Publié le 14/09/2019, par dans Non classé.
Ayad et Benzehra remportent le 1er prix du concours international de la meilleure photographie sous-marine

JIJEL – Le premier prix de la 7ème édition du concours international de la photographie sous-marine de la corniche jijelienne et du court-métrage a été décroché par le duo plongeurs-photographes Ali-Ramzi Ayad et Redouane Benzehra de Jijel, lors de la clôture de cet événement vendredi à la plage du Grande Phare, à l’Ouest du chef lieu de wilaya.

La deuxième place est revenue au duo Nadjim-Hocine Haroun et Mohamed-Rayane Haroun d’Alger alors que la troisième prix a été discerné à Sid Ali Makhloufi et Kamel Khliouet de Boumerdes.

Dans le domaine du court métrage, le jeune Sofiane Kahl Snan de Jijel a décroché le premier prix pour son film, ‘’Nos déchets » salué par les membres du jury pour ‘’les messages écologiques qu’il véhicule ainsi que la touche créative dans le montage ».

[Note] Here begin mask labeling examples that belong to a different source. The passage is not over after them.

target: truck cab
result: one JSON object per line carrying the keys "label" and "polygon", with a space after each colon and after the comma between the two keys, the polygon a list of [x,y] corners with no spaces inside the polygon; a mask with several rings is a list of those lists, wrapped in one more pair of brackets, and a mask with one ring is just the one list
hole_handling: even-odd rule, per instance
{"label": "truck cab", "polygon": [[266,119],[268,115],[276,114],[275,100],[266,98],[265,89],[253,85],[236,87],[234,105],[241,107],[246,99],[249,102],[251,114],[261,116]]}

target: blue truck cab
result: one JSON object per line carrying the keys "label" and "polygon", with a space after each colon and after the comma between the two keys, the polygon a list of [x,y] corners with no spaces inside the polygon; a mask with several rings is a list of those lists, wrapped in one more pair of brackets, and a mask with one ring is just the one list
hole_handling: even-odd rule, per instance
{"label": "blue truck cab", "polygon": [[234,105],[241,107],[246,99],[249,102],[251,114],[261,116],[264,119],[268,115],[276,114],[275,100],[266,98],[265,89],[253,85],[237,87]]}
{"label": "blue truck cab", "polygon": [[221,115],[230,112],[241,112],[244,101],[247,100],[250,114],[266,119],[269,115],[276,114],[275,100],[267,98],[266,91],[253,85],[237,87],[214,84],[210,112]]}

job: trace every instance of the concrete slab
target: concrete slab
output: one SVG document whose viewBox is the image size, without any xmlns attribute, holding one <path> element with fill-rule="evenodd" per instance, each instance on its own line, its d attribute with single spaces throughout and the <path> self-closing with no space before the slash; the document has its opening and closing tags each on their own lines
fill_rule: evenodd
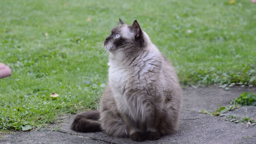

Pour la directrice du parc national Taza, Lylia Boudouhane, organisateur du concours, cette 7ème édition était ‘’réussie » compte tenu, a-t-elle appuyé de plusieurs critères, ‘’la participation effective et qualitative des concurrents ainsi que la conjugaison des efforts entre les garde-côtes, la protection civile, les services de sécurité et les associations associées à l’événement pour assurer une meilleure organisation ».

Elle a également ajouté que la mer calme et le climat tempéré pendant les deux jours du concours a également permis aux plongeurs photographes de faire des plongées sous marine intéressantes et de capter de belles photos du fond marin jijilien.

Pour sa part, le jury a estimé que le niveau des participants à ce concours se rapproche et la qualité de la participation bonne en témoigne, a-t-on noté, les photos rapportées des profondeurs de la mer.

La 7ème édition du concours international de la photographie sous-marine de la corniche jijelienne et du court-métrage s’est ouverte jeudi sur la plage Bordj Blida, dans sa deuxième édition internationale après cinq éditions nationales.

Cet événement, organisé en collaboration avec Fonds mondial pour la nature (WWF), a mis en lice 23 équipes de plusieurs wilayas dont Jijel, Alger, Skikda, Annaba et Oran ainsi que de la Tunisie.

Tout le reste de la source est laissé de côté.